As staff writer for Scientific American, John Horgan has a window on contemporary science unsurpassed in all the world. Who else routinely interviews the likes of Lynn Margulis, Roger Penrose, Francis Crick, Richard Dawkins, Freeman Dyson, Murray Gell-Mann, Stephen Jay Gould, Stephen Hawking, Thomas Kuhn, Chris Langton, Karl Popper, Stephen Weinberg, and E.O. Wilson, with the freedom to probe their innermost thoughts?
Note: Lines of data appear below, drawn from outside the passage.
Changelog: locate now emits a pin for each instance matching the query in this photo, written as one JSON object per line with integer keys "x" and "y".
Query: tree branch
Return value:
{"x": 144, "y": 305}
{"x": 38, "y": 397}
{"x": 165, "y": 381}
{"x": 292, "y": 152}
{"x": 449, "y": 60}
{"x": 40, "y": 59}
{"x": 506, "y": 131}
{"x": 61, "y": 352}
In The End Of Science, Horgan displays his genius for getting these larger-than-life figures to be simply human, and scientists, he writes, ”are rarely so human…so at ther mercy of their fears and desires, as when they are confronting the limits of knowledge.” This is the secret fear that Horgan pursues throughout this remarkable book: Have the big questions all been answered? Has all the knowledge worth pursuing become known? Will there be a final ”theory of everything” that signals the end? Is the age of great discoverers behind us? Is science today reduced to mere puzzle solving and adding details to existing theories? Horgan extracts surprisingly candid answers to there and other delicate questions as he discusses God, Star Trek, superstrings, quarks, plectics, consciousness, Neural Darwinism, Marx’s view of progress, Kuhn’s view of revolutions, cellular automata, robots, and the Omega Point, with Fred Hoyle, Noam Chomsky, John Wheeler, Clifford Geertz, and dozens of other eminent scholars.

The resulting narrative will both infuriate and delight as it mingles Horgan’s smart, contrarian argument for ”endism” with a witty, thoughtful, even profound overview of the entire scientific enterprise. Scientists have always set themselves apart from other scholars in the belief that they do not construct the truth, they discover it. Their work is not interpretation but simple revelation of what exists in the empirical universe. But science itself keeps imposing limits on its own power. Special relativity prohibits the transmission of matter or information as speeds faster than that of light; quantum mechanics dictates uncertainty; and chaos theory confirms the impossibility of complete prediction.

Meanwhile, the very idea of scientific rationality is under fire from Neo-Luddites, animal-rights activists, religious fundamentalists, and New Agers alike. As Horgan makes clear, perhaps the greatest threat to science may come from losing its special place in the hierarchy of disciplines, being reduced to something more akin to literary criticism as more and more theoreticians engage in the theory twiddling he calls ”ironic science.” Still, while Horgan offers his critique, grounded in the thinking of the world’s leading researchers, he offers homage too. If science is ending, he maintains, it is only because it has done its work so well.